LDC with Profile-Guided Optimization (PGO)
Johan Engelen via Digitalmars-d
digitalmars-d at puremagic.com
Tue Dec 15 15:05:38 PST 2015
Hi all,
I have been working on adding profile-guided optimization (PGO)
to LDC [1][2][3].
At this point, I'd like to hear your input and hope you can help
with testing!
Unfortunately, to try it out, you will need to build LDC with
LLVM3.7 yourself. PGO should work on OS X, Linux, and Windows.
A first implementation is mostly complete now: it can generate an
executable that will output profile data, and it can use profile
data during a second compilation pass (and it will tell LLVM
about branch frequencies). LDC does not do any PGO optimizations
(yet): LLVM should do that.
It works like PGO with Clang, with the fprofile-instr-generate
and fprofile-instr-use cmdline options [4]:
> ldc2 -fprofile-instr-generate=test.profraw -run test.d
> llvm-profdata merge test.profraw -output test.profdata
> ldc2 -profile-instr-use=test.profdata test.d -of=test
You should now have the executable "test" with an amazing
performance boost ;-)
You can inspect the generated code using LDC's -output-ll switch.
Functions should be annotated with call frequencies, and most
branches should be annotated with branch_weights metadata. For
example:
> define void @for_loop() #0 !prof !12
> ...
> !12 = !{!"function_entry_count", i64 234}
for "void for_loop()" that is called 234 times, and
> br i1 %3, label %if, label %else, !prof !17
> ...
> !17 = !{!"branch_weights", i32 5, i32 3}
for "if (condition) {...} else {...}"
The branch_weights have an offset of 1, so the above means that
the condition was true 4 times, and false 2 times. If a certain
piece of code is never executed, no metadata is added (i.e. you
won't see {!"branch_weights", i32 1, i32 1}). Some branches are
intentionally not instrumented/annotated if they lead to
terminating code (e.g. array boundschecks and auto-generated
nullptr checks on this at class method entry).

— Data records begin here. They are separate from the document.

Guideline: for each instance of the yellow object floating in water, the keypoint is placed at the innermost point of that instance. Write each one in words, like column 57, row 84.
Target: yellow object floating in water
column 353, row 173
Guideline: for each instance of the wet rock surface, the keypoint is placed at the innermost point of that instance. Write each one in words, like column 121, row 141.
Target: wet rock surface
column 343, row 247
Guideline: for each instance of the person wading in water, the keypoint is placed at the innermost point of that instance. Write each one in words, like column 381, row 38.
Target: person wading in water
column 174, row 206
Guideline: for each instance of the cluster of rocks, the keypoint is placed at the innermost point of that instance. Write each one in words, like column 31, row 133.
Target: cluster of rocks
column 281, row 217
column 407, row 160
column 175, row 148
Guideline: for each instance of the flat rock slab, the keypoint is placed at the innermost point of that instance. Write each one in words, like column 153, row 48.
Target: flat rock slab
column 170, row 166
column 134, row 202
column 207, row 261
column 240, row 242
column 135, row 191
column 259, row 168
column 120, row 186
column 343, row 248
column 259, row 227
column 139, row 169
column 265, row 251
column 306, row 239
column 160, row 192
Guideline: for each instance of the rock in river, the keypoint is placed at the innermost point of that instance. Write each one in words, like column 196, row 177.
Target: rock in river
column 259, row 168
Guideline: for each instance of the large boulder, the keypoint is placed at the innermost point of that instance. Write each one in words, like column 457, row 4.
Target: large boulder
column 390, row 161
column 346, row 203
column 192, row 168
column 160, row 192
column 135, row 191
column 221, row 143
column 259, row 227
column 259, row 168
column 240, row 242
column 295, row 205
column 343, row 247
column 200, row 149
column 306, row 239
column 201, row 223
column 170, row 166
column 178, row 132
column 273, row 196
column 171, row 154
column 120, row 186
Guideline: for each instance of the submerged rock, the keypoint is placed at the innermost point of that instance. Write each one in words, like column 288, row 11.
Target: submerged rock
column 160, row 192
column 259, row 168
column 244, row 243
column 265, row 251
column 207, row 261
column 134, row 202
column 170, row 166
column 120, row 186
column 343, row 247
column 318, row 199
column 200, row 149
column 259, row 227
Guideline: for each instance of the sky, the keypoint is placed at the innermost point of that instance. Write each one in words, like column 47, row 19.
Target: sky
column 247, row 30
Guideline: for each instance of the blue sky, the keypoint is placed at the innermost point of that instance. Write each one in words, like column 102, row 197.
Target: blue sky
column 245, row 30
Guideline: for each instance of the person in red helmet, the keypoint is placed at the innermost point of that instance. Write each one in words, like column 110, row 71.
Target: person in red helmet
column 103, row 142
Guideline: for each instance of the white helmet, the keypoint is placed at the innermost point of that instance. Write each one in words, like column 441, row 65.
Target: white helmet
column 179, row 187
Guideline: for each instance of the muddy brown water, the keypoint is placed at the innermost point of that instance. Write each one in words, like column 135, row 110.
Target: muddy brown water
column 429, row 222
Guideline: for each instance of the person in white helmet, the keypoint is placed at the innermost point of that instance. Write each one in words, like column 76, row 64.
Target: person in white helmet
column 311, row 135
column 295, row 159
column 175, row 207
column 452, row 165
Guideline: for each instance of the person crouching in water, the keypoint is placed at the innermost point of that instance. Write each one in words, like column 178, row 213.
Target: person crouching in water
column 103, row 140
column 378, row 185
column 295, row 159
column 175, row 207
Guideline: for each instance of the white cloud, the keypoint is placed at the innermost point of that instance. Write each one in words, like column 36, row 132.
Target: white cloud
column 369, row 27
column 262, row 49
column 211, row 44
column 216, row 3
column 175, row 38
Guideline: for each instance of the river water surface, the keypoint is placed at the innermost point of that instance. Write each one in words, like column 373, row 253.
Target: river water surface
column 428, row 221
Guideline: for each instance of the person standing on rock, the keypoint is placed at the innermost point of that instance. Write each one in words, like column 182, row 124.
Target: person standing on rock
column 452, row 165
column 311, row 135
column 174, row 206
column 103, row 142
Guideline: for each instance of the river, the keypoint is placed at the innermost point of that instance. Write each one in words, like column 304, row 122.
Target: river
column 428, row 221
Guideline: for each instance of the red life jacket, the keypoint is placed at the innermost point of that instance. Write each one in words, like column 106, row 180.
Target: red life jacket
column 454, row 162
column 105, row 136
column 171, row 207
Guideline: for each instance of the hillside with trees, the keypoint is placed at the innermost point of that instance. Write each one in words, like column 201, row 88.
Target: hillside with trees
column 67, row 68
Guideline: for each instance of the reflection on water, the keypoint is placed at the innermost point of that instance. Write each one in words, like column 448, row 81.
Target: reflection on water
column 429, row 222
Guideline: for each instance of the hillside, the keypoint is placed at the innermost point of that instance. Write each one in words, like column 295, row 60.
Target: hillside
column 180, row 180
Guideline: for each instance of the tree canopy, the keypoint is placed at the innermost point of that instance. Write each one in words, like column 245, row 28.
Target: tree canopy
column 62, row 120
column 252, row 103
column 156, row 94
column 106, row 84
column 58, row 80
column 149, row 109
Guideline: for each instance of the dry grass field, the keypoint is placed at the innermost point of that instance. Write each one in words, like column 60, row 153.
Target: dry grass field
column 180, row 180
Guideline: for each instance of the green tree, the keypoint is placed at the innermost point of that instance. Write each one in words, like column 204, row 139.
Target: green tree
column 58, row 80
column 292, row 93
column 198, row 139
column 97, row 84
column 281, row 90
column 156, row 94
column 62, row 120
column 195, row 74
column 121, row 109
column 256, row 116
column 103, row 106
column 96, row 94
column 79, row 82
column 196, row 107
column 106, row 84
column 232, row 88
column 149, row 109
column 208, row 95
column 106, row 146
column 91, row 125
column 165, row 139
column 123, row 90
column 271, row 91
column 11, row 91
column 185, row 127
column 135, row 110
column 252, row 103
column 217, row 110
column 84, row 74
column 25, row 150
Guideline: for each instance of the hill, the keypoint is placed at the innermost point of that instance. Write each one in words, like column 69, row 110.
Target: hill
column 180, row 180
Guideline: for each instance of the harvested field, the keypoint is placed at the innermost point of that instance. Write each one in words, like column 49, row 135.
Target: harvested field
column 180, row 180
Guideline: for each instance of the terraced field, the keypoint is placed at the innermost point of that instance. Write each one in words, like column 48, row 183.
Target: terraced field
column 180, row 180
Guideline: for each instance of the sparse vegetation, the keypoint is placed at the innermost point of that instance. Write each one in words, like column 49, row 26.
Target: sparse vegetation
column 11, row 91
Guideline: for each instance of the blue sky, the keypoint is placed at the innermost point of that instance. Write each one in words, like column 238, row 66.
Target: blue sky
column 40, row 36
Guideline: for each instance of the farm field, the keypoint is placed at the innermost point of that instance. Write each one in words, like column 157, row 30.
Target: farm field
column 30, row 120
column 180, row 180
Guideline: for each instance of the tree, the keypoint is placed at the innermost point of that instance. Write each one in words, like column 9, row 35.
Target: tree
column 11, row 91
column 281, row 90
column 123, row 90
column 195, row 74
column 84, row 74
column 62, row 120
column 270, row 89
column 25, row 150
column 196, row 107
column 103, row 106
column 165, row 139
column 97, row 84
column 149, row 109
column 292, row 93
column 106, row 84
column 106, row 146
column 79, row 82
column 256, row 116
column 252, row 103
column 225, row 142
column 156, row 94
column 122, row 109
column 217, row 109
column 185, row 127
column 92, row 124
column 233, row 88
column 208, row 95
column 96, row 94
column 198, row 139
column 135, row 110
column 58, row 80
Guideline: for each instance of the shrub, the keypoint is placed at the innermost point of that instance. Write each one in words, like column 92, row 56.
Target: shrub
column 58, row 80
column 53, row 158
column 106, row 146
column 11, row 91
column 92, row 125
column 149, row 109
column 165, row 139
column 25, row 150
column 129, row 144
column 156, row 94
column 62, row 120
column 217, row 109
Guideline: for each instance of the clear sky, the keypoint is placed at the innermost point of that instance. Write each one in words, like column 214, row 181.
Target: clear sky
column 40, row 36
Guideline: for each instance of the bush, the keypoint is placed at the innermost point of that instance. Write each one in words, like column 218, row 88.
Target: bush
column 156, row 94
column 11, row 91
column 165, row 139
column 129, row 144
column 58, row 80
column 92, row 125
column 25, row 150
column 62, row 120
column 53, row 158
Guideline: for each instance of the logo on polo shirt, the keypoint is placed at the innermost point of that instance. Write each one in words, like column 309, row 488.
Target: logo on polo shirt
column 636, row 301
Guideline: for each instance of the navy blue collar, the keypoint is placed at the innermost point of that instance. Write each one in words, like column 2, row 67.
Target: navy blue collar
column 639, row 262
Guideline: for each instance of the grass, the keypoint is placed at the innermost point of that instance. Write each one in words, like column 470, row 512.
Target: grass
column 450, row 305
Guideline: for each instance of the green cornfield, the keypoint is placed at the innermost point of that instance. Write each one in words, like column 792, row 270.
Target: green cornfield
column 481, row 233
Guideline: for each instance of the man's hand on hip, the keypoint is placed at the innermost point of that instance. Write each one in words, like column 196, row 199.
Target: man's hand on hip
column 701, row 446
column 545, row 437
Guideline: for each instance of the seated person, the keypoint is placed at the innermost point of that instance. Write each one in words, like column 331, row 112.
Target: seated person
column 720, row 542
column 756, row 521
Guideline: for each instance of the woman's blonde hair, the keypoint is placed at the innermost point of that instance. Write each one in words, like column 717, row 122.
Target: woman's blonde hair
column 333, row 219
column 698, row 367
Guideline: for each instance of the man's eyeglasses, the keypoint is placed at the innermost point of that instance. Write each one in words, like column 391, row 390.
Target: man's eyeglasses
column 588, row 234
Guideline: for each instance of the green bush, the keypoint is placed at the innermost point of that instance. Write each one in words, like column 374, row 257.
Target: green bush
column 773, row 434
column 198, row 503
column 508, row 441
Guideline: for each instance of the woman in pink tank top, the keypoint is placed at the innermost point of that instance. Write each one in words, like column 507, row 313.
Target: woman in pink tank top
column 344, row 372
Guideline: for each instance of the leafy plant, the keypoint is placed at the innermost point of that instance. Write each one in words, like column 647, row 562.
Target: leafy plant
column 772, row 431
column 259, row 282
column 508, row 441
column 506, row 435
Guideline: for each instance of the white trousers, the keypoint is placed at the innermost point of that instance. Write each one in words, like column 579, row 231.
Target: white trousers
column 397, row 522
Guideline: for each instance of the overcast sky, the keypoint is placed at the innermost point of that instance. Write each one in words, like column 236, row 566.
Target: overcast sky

I hope you will be able to test and comment on the work. I am
very interested in hearing about performance
gains(/losses/no-change) for your programs. I am curious to learn
for what kinds of code it makes a difference in practice.
Thanks!
Johan
(future work will probably include coverage analysis (llvm-cov)
and support for sampling-based profiles, which should fit
naturally with the current implementation)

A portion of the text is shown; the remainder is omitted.